The cervix is part of the female reproductive system – connecting the uterus to the vagina (or birth canal). Cervical cancer is an abnormal growth of cells on the cervix, or an abnormal growth of cells that began in the cervix. Cervical cancer is almost 100 percent preventable through regular, routine screening, avoidance of controllable risk factors, and vaccination against the human papillomavirus (HPV). In the United States, an estimated 12,170 cases of invasive cervical cancer were diagnosed in 2012, and over 4,200 deaths occurred as a result of cervical cancer. Incidence rates for cervical cancer have decreased over the past several decades among both white and African America females – largely due to improved screening. In Indiana, approximately 250 new cases of cervical cancer and 85 cervical cancer-related deaths occur annually among females.

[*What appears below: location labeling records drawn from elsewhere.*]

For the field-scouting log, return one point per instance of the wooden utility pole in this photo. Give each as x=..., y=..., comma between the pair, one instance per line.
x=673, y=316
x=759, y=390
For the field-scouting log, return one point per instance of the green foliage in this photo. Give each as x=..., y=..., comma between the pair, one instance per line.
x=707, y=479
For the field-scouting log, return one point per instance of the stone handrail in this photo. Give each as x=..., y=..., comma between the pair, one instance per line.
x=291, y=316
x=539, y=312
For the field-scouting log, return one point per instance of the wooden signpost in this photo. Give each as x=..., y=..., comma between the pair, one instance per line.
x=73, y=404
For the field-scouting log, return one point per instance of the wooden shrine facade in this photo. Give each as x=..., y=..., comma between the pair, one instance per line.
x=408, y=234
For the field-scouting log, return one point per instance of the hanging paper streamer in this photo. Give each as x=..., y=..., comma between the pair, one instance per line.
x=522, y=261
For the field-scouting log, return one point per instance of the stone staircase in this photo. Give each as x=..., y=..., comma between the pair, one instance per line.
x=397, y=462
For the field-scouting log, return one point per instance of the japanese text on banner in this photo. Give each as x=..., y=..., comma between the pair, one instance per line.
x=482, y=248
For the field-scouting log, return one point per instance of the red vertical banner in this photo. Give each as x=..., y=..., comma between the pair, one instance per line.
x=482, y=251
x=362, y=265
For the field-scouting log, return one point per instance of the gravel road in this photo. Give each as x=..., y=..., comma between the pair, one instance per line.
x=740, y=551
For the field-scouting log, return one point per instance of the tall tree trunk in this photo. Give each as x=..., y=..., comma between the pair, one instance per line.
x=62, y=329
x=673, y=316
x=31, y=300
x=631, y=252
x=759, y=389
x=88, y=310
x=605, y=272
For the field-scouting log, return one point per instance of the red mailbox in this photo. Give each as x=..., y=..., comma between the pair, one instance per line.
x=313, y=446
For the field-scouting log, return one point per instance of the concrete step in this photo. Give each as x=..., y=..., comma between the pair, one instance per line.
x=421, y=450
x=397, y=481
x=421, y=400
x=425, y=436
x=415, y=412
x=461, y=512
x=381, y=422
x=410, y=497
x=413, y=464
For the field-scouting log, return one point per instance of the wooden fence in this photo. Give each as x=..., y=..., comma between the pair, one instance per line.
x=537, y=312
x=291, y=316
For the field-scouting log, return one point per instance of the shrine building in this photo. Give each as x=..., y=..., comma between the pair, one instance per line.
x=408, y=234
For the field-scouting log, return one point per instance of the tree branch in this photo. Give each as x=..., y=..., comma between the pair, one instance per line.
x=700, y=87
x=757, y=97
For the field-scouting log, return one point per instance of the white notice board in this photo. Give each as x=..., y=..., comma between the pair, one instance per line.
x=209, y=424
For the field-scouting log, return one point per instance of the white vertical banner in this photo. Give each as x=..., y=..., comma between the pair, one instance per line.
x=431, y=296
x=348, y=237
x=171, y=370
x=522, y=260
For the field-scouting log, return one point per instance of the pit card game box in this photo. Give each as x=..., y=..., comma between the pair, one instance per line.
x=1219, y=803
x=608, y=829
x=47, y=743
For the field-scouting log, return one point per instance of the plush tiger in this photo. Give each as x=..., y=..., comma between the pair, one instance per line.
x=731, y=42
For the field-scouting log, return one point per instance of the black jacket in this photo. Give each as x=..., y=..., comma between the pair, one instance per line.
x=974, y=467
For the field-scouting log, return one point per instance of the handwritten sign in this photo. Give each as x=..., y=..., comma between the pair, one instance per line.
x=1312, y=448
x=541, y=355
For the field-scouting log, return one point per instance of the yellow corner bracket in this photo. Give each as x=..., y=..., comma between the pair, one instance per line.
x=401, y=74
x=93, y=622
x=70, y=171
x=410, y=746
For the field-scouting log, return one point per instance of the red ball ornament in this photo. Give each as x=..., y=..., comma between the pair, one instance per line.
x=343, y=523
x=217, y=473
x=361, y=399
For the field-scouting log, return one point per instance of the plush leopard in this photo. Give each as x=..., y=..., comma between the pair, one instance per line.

Who gets Cervical Cancer Most Often?

HPV infection is the single greatest risk factor for cervical cancer. HPV is passed person-to-person through sexual contact. Delaying first sexual activity, limiting sexual partners, using condoms during sex, and being vaccinated can reduce the risk of contracting HPV.

The HPV vaccine, which consists of a three injection series, has now been recommended by the Centers for Disease Control and Prevention (CDC) for all girls and young women ages 11 through 26. In addition, the CDC recommends vaccination for all boys and young men ages 11 through 26.

Hoosier females are most often diagnosed with cervical cancer during their middle adult years. During 2011, 82 percent of cervical cancer cases occurred among Indiana females less than 65 years old, including 36 percent of cases occurring among women ages 25 to 44 and 46 percent among women ages 45 to 64.

In Indiana, during 2002-2011, African-American women, compared to white women, had a 22 percent higher cervical cancer incidence rate and a 50 percent higher mortality rate. While many factors are probably impacting this disparity, one apparent issue is that African-American women tend to be diagnosed more often after the cervical cancer is no longer localized.

Early Detection

In the United States, the cervical cancer death rate declined by almost 70 percent between 1955 and 1992, mainly because of the effectiveness of Pap smear screening. Pap screenings allow for early identification and treatment of abnormal cervical cells before they become cancerous. This is important, because typically, the pre-cancerous conditions do not cause pain or other symptoms and are only detected through Pap screenings.

There are two screening tests that can help prevent cervical cancer or find it early. The Pap test (or Pap smear) looks for pre-cancers, which are cell changes on the cervix that might become cervical cancer if they are not treated appropriately. The second test is an HPV test, which looks for the virus that can cause these cell changes.

The United States Preventive Services Task Force recommends screening for cervical cancer in women ages 21 to 65 with a Pap test every three years, or women ages 30 to 65 can screen every five years with a Pap test combined with an HPV test.

In 2012, 73.2 percent of Indiana women age 18 and older reported having had a Pap screen during the past three years. This rate was similar for all racial and ethnic groups.